Chart patterns emerge because humans are predictable creatures and that we cause history to repeat itself. Thus technical indicators become accurate and important for us traders. Charts give to us the graphical representation of the data and visually prompt us that a high probability trade will be coming up soon. Thus Chart patterns act as a predictive indicator! This in itself is different from most technical indicators as technical analysis is based on historical data, and rarely acts as a predictive tool.

Regardless of the charts you use here are some of the more common chart patterns:

1. Symmetrical triangles can be described as areas of uncertainty. The market is consolidating because the forces of supply and demand at that moment are nearly equal. Each new lower top and higher bottom becomes shallower than the last. This state doesn?t last forever as the market will move and usually it explodes out of this formation (which means that there will be a lot of energy in that movement.) Research tells us that the movement will usually be in the direction of the trend. Thus when coupled with proper Fundamental analysis and trend studies, this patter becomes a good predictive tool to ascertain new market movements.

2. Head and Shoulders pattern is usually seen as a reversal pattern and most often occurs in an uptrend. What happens is that the market begins to slow down and buyers and sellers supply have equal strength. On the left shoulder the sellers try to depress the market, the buyers come in and force it up to a peak (head) then the sellers come in again and force it to a low (right shoulder) finally the buyers gather strength and the trend shifts to an upward motion. Head and Shoulders is best seen with a larger time line and is fairly accurate when used as such.

3. Lastly we have the wedge. In appearance it is rather similar to the symmetrical triangle. We can differentiate it be its noticeable slant either to the upside or to the downside.
A bullish trend is classified by a falling wedge and a rising wedge usually shows a bearish trend.

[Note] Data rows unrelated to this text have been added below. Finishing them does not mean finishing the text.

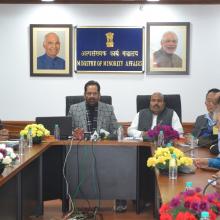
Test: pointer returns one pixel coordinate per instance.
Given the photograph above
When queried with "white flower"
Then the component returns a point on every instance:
(9, 150)
(13, 155)
(2, 146)
(7, 160)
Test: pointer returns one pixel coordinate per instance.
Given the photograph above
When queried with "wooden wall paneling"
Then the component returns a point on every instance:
(14, 127)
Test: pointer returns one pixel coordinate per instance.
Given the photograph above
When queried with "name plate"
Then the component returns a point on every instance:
(109, 49)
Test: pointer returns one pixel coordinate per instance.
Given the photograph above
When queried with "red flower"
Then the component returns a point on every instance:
(164, 208)
(212, 215)
(185, 216)
(166, 216)
(188, 205)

But this is not always and they can reverse. As a tool I would not really recommend looking at wedges as there needs to be a lot of secondary information before it becomes helpful. Stick to the easiest source and that is the best way.

Chart patterns should not be used alone as a stand alone tool. Instead as a leading indicator they are very useful to prompt the trader that a possible breakout is occurring. Based on your trading plan, then you can look to profit from this turn of events. Most professional traders do have trading plans that trade breakouts. Over the years I have found it very useful to have different trading plans for different situations. That allows me to trade all trades. It gives to the trader more opportunities and that leads to a faster growth in your account.